2013年5月29日(水) 13時47分(タイ時間)
【中国】シェールガスの開発が各地で暗礁に乗り上げているもようだ。

 国土資源部の主導で探査権・開発権(20鉱区)の第2弾入札結果が2012年10月に開示されたものの、落札者の大部分は探査作業にも着手していない状況だ。うち一部は、投資コストの負担増を考慮し、鉱区の譲渡、外資パートナーの迎え入れを画策しているとされる。探査権の有効期間は3年に設定された。応札の資格は、中国本土に設立された資本金3億人民元以上の企業であること。「石油または天然ガスの探査経験のある本土企業」、「本土企業が経営権を握る合資企業」が参加できる。

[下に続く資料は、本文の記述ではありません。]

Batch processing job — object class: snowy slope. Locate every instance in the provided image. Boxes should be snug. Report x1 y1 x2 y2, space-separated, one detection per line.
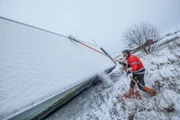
0 18 114 119
47 33 180 120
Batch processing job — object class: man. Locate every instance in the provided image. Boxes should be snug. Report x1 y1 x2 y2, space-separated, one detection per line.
119 50 155 99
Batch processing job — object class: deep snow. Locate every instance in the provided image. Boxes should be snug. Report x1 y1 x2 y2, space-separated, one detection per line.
47 30 180 120
0 18 114 119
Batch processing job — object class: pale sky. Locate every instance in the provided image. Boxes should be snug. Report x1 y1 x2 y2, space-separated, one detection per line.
0 0 180 55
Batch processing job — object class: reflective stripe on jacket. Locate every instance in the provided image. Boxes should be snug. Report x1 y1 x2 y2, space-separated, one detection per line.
126 54 144 72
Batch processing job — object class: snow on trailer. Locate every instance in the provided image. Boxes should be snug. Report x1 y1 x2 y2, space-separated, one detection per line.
0 17 114 119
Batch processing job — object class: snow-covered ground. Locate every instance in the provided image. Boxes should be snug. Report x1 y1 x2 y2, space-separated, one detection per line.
47 31 180 120
0 18 114 119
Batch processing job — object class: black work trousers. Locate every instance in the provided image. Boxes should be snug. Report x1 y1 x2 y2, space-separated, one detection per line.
130 69 145 91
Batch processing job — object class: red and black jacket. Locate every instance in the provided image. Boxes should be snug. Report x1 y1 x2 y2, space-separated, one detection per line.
126 54 144 72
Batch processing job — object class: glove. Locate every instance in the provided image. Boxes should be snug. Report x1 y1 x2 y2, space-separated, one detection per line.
126 68 131 76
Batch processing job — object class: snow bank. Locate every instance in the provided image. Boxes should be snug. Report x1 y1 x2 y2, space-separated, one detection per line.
0 18 114 119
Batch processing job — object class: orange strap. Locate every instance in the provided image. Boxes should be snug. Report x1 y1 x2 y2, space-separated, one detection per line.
120 63 137 83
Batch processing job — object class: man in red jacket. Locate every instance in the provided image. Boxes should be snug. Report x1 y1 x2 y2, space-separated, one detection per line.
122 50 155 98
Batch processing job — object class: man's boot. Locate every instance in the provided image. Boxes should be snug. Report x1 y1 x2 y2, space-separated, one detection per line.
143 86 155 96
123 88 134 98
134 91 141 100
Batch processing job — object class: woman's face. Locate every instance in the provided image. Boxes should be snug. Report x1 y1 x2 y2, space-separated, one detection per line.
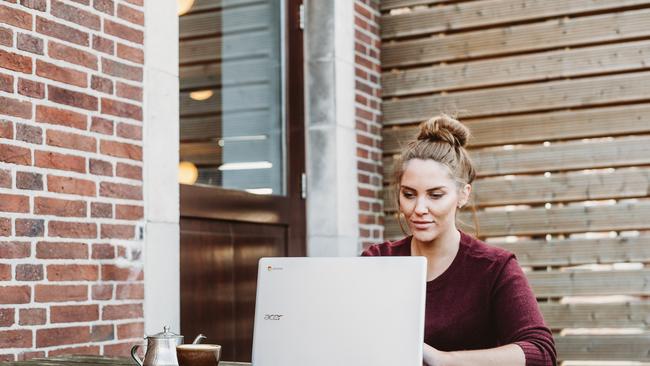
399 159 471 243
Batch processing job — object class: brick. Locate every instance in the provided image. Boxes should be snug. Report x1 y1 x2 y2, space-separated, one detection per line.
47 264 99 281
36 17 90 46
16 172 43 191
117 4 144 26
46 130 97 152
16 264 43 281
16 123 43 145
36 60 88 88
117 81 142 102
16 219 45 238
104 341 133 358
16 33 44 55
0 5 32 30
115 163 142 181
36 105 88 130
50 0 101 30
102 304 143 320
18 78 45 99
36 326 90 347
0 217 11 236
116 43 144 64
93 35 115 55
101 224 135 239
115 283 144 300
0 286 32 304
0 309 16 327
90 75 113 94
0 263 11 281
102 264 143 281
99 140 142 161
90 117 113 135
93 0 115 15
115 205 144 220
91 244 115 259
20 0 47 11
17 350 45 361
0 169 12 188
47 41 98 70
0 120 14 139
0 169 12 188
102 58 143 81
0 329 32 348
0 193 29 213
99 182 142 200
0 241 31 259
34 151 86 173
0 354 16 362
90 202 113 219
117 322 144 339
47 346 100 357
36 241 88 259
104 19 144 44
34 197 86 217
90 324 115 342
0 27 14 47
34 285 88 302
47 175 97 196
0 74 14 93
47 85 99 111
50 304 99 323
102 98 142 121
48 221 97 239
89 159 113 177
92 284 113 300
0 96 32 118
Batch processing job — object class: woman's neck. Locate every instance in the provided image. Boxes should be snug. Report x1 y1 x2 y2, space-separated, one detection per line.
411 227 460 260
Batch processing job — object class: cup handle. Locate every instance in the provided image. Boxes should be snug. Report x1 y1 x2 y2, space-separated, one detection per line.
192 334 208 344
131 344 142 366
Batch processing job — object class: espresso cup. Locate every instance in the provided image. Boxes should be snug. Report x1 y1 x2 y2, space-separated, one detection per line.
176 344 221 366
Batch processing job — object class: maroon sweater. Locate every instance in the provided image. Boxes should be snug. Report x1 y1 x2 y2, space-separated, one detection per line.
362 232 556 366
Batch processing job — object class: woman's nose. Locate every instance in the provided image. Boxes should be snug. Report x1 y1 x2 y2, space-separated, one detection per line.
415 197 429 214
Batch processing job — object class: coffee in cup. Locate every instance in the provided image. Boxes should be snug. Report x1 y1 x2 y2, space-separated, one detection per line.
176 344 221 366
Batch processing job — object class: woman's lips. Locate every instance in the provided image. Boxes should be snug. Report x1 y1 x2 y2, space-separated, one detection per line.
411 221 433 230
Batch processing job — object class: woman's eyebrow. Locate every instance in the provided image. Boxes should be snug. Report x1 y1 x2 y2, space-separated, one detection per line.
400 185 447 192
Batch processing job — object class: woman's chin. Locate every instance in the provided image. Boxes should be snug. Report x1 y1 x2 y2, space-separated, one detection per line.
412 230 438 243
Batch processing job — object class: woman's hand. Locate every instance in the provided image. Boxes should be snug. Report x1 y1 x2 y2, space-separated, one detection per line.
422 343 448 366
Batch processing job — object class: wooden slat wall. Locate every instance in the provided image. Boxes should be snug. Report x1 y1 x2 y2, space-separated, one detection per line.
381 0 650 362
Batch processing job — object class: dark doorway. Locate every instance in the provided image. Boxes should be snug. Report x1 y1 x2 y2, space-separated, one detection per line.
180 0 306 362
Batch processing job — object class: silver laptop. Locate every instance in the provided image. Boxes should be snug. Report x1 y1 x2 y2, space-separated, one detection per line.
253 257 427 366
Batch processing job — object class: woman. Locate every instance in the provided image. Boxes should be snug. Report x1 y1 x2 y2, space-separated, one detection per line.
363 115 556 366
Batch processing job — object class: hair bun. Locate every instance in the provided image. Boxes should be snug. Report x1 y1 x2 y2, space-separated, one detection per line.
418 114 470 146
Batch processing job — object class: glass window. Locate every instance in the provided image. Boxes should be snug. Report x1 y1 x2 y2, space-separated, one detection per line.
179 0 285 195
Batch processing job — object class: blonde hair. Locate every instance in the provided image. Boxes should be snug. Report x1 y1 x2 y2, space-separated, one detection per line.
394 113 478 235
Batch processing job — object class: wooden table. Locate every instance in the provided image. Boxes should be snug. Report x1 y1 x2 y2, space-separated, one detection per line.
3 356 251 366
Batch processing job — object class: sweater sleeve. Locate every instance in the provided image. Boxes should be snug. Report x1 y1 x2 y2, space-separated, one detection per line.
492 255 556 366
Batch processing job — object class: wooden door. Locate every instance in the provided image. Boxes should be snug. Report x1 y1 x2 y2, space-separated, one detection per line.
180 0 306 361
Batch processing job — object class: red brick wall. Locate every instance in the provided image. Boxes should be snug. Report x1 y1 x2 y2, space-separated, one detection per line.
354 0 384 246
0 0 144 360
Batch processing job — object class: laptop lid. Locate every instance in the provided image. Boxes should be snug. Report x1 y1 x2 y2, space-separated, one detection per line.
253 257 427 366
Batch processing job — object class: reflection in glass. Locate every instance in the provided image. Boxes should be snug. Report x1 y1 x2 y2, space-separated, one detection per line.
180 0 284 195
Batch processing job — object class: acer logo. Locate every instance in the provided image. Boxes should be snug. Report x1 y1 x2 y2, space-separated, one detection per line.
264 314 284 320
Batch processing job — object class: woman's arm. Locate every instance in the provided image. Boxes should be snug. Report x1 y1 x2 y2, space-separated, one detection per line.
424 343 526 366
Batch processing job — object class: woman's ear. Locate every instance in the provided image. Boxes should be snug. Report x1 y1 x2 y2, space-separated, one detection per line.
458 184 472 208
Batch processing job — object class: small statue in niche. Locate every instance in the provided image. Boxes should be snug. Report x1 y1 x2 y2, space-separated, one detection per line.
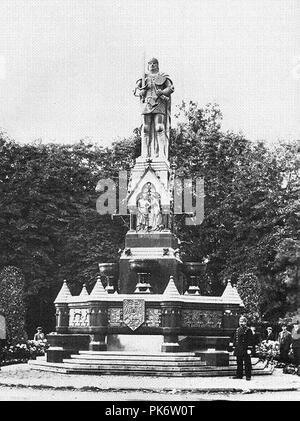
136 183 163 231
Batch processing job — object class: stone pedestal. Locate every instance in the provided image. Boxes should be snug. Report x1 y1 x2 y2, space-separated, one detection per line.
89 334 107 351
119 231 184 294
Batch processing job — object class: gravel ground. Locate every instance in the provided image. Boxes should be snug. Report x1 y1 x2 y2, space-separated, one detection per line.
0 364 300 396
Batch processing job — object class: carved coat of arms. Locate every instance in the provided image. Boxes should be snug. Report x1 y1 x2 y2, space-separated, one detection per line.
123 299 145 330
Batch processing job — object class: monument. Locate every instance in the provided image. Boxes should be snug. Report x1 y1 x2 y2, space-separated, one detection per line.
47 58 243 365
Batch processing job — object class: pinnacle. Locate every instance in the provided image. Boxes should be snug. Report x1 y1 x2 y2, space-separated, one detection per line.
54 280 72 304
89 276 107 301
163 276 180 299
222 279 243 305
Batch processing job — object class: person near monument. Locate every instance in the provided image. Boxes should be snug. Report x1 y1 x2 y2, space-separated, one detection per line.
33 326 46 342
264 326 276 342
250 326 260 357
278 324 292 364
233 316 253 380
134 58 174 159
136 191 151 231
292 320 300 366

 シェールガス開発を阻む要因としては、国内企業勢の経験不足、鉱区情報の開示不足、開発コストの負担増、生産量の少なさ、生産の不安定性、政策的な支援の不足などがある。巨額の費用が必要となる点を踏まえ、中国石油天然気(ペトロチャイナ:857/HK)と中国石油化工(サイノペック:386/HK)の国内2大エネルギー企業を除くと投資意欲に乏しいようだ。こうしたなか、今年下半期に予定される探査権・開発権の第3弾入札は、参加者が容易に集まらない事態も想定される。

 第2弾の入札では、最も有望な重慶市の黔江と酉陽東の両鉱区がそろって重慶市能源投資集団公司とその傘下の重慶鉱産公司に競り落とされた。うち黔江には、3年内に17億3400億人民元を投じる計画が打ち出されていた。この額は、落札を逃した中国石油化工(サイノペック:386/HK)の提示額の10倍に相当する。

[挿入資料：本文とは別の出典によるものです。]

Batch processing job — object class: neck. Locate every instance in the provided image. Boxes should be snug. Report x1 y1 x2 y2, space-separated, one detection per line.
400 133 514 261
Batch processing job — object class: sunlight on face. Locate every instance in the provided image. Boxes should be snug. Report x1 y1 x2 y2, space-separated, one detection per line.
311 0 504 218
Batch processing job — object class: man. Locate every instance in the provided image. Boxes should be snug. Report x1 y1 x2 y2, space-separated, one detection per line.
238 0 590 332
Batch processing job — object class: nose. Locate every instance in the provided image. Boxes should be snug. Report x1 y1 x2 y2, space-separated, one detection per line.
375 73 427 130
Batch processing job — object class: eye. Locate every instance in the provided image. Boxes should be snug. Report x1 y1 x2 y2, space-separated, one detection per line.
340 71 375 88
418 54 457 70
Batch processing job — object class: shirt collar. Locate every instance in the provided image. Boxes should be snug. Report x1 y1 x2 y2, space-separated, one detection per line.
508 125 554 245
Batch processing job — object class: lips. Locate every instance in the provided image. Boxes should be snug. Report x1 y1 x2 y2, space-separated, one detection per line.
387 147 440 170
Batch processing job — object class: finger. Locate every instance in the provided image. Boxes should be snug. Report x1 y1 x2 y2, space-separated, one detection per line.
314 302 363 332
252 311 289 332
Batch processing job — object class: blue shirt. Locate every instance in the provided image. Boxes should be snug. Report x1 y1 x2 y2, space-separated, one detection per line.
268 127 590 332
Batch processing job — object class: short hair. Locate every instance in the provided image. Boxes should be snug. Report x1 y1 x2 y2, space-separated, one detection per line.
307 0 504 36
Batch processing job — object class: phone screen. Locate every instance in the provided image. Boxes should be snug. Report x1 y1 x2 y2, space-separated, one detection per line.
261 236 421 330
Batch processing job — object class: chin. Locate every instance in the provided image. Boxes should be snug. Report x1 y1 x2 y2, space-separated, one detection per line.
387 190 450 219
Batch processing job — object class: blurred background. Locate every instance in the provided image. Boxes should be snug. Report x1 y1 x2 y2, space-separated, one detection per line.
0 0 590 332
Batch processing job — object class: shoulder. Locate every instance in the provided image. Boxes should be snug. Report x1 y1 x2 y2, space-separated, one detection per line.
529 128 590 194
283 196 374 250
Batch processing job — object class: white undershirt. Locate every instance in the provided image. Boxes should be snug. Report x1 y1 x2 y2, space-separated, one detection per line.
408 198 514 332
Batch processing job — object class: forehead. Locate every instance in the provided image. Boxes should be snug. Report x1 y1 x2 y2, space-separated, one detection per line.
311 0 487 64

 ただ、開発が難渋するなか、わずか半年足らずで重慶鉱産公司の権益65%が転売された。その後、黔江鉱区は中聯煤層気公司(中国海洋石油総公司の傘下企業)の資本を迎え入れることを決定。酉陽東鉱区は、すでに華能集団公司に探査権・開発権を譲渡する方針が決まった。

 2011年7月に実施された第1弾入札(4鉱区)では、河南煤層気開発利用公司などが落札。河南煤層気開発利用は2012年上半期にようやく豪Dart Energyを提携パートナーに選択した。ただ、年末までに数本を試掘するにとどまっている。

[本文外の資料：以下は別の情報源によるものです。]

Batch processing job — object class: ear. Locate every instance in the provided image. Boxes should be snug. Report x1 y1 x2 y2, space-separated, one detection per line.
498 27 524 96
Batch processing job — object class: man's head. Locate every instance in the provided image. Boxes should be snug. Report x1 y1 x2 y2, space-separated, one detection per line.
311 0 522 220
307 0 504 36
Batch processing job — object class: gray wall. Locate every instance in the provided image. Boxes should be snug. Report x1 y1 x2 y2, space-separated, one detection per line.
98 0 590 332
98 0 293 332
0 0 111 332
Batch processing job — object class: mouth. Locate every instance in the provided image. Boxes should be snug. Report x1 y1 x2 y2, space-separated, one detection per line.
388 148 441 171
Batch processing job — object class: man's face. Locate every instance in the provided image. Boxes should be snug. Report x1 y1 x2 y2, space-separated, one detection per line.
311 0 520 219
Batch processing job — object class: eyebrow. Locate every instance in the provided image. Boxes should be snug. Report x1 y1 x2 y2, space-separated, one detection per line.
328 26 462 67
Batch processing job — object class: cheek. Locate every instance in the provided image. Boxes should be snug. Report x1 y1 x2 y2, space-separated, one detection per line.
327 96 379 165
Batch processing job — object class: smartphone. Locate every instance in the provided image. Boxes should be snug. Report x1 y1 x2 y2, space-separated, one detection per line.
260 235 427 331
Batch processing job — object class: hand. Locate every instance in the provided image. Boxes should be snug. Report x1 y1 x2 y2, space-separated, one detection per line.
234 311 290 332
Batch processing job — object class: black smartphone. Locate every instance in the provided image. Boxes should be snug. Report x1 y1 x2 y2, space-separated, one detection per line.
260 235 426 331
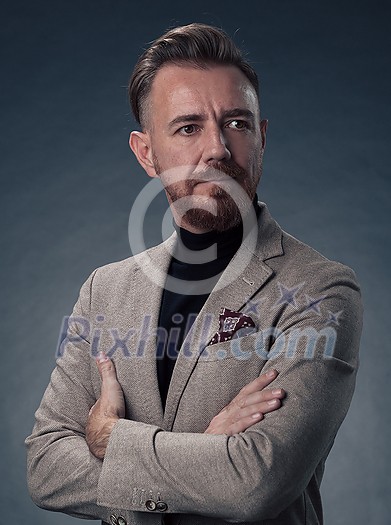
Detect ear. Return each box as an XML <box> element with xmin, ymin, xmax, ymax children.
<box><xmin>259</xmin><ymin>119</ymin><xmax>269</xmax><ymax>150</ymax></box>
<box><xmin>129</xmin><ymin>131</ymin><xmax>157</xmax><ymax>177</ymax></box>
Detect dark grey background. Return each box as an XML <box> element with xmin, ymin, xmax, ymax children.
<box><xmin>0</xmin><ymin>0</ymin><xmax>391</xmax><ymax>525</ymax></box>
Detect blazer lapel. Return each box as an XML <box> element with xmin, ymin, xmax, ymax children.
<box><xmin>164</xmin><ymin>204</ymin><xmax>283</xmax><ymax>430</ymax></box>
<box><xmin>121</xmin><ymin>235</ymin><xmax>175</xmax><ymax>426</ymax></box>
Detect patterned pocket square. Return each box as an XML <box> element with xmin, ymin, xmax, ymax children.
<box><xmin>208</xmin><ymin>308</ymin><xmax>256</xmax><ymax>346</ymax></box>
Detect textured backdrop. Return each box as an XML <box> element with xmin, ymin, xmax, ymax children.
<box><xmin>0</xmin><ymin>0</ymin><xmax>391</xmax><ymax>525</ymax></box>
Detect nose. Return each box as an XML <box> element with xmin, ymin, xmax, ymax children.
<box><xmin>202</xmin><ymin>126</ymin><xmax>231</xmax><ymax>164</ymax></box>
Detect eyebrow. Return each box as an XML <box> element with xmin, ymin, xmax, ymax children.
<box><xmin>168</xmin><ymin>108</ymin><xmax>255</xmax><ymax>128</ymax></box>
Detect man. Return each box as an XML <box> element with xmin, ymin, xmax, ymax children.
<box><xmin>26</xmin><ymin>24</ymin><xmax>361</xmax><ymax>525</ymax></box>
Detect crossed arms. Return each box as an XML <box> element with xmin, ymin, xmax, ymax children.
<box><xmin>26</xmin><ymin>260</ymin><xmax>361</xmax><ymax>522</ymax></box>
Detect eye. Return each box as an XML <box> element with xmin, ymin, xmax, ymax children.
<box><xmin>178</xmin><ymin>124</ymin><xmax>198</xmax><ymax>135</ymax></box>
<box><xmin>227</xmin><ymin>119</ymin><xmax>249</xmax><ymax>130</ymax></box>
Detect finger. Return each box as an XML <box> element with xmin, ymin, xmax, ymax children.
<box><xmin>239</xmin><ymin>368</ymin><xmax>278</xmax><ymax>395</ymax></box>
<box><xmin>229</xmin><ymin>398</ymin><xmax>282</xmax><ymax>424</ymax></box>
<box><xmin>237</xmin><ymin>388</ymin><xmax>285</xmax><ymax>408</ymax></box>
<box><xmin>96</xmin><ymin>352</ymin><xmax>117</xmax><ymax>382</ymax></box>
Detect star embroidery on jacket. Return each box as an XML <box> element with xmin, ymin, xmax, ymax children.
<box><xmin>275</xmin><ymin>283</ymin><xmax>304</xmax><ymax>307</ymax></box>
<box><xmin>244</xmin><ymin>299</ymin><xmax>262</xmax><ymax>315</ymax></box>
<box><xmin>326</xmin><ymin>310</ymin><xmax>343</xmax><ymax>326</ymax></box>
<box><xmin>305</xmin><ymin>294</ymin><xmax>325</xmax><ymax>315</ymax></box>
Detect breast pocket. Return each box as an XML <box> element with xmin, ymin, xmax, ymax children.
<box><xmin>173</xmin><ymin>334</ymin><xmax>266</xmax><ymax>432</ymax></box>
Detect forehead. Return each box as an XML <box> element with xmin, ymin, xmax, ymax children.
<box><xmin>150</xmin><ymin>64</ymin><xmax>258</xmax><ymax>120</ymax></box>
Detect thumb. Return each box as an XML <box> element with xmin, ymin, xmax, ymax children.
<box><xmin>96</xmin><ymin>352</ymin><xmax>117</xmax><ymax>383</ymax></box>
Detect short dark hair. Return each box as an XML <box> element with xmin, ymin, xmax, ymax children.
<box><xmin>128</xmin><ymin>23</ymin><xmax>259</xmax><ymax>126</ymax></box>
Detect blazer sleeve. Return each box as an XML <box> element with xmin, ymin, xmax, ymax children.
<box><xmin>98</xmin><ymin>265</ymin><xmax>362</xmax><ymax>522</ymax></box>
<box><xmin>26</xmin><ymin>274</ymin><xmax>136</xmax><ymax>522</ymax></box>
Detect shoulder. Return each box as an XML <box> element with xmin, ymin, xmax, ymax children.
<box><xmin>79</xmin><ymin>238</ymin><xmax>172</xmax><ymax>310</ymax></box>
<box><xmin>281</xmin><ymin>227</ymin><xmax>359</xmax><ymax>289</ymax></box>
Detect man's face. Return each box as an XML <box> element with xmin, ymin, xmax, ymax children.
<box><xmin>131</xmin><ymin>64</ymin><xmax>266</xmax><ymax>232</ymax></box>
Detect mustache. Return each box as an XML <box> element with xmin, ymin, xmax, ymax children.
<box><xmin>190</xmin><ymin>162</ymin><xmax>246</xmax><ymax>185</ymax></box>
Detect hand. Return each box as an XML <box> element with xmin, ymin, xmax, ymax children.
<box><xmin>86</xmin><ymin>352</ymin><xmax>125</xmax><ymax>459</ymax></box>
<box><xmin>205</xmin><ymin>370</ymin><xmax>285</xmax><ymax>436</ymax></box>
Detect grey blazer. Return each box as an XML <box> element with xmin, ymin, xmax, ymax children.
<box><xmin>26</xmin><ymin>204</ymin><xmax>362</xmax><ymax>525</ymax></box>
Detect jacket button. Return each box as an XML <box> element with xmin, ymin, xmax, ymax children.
<box><xmin>156</xmin><ymin>501</ymin><xmax>168</xmax><ymax>512</ymax></box>
<box><xmin>145</xmin><ymin>499</ymin><xmax>156</xmax><ymax>512</ymax></box>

 国土資源部の発表では、中国のシェールガス可採埋蔵量は約25兆立方米に達し、一般天然ガスの可採埋蔵量の10倍に上る。国家能源局が2012年3月に公表した「シェールガス発展5カ年計画」によると、中国政府は2015年の年産量を65億立方米に引き上げる予定という。ただ、シェールガスの採掘に多量の水が必要とされるほか、環境への影響が大きいため、フランスなど開発を禁止している国もある。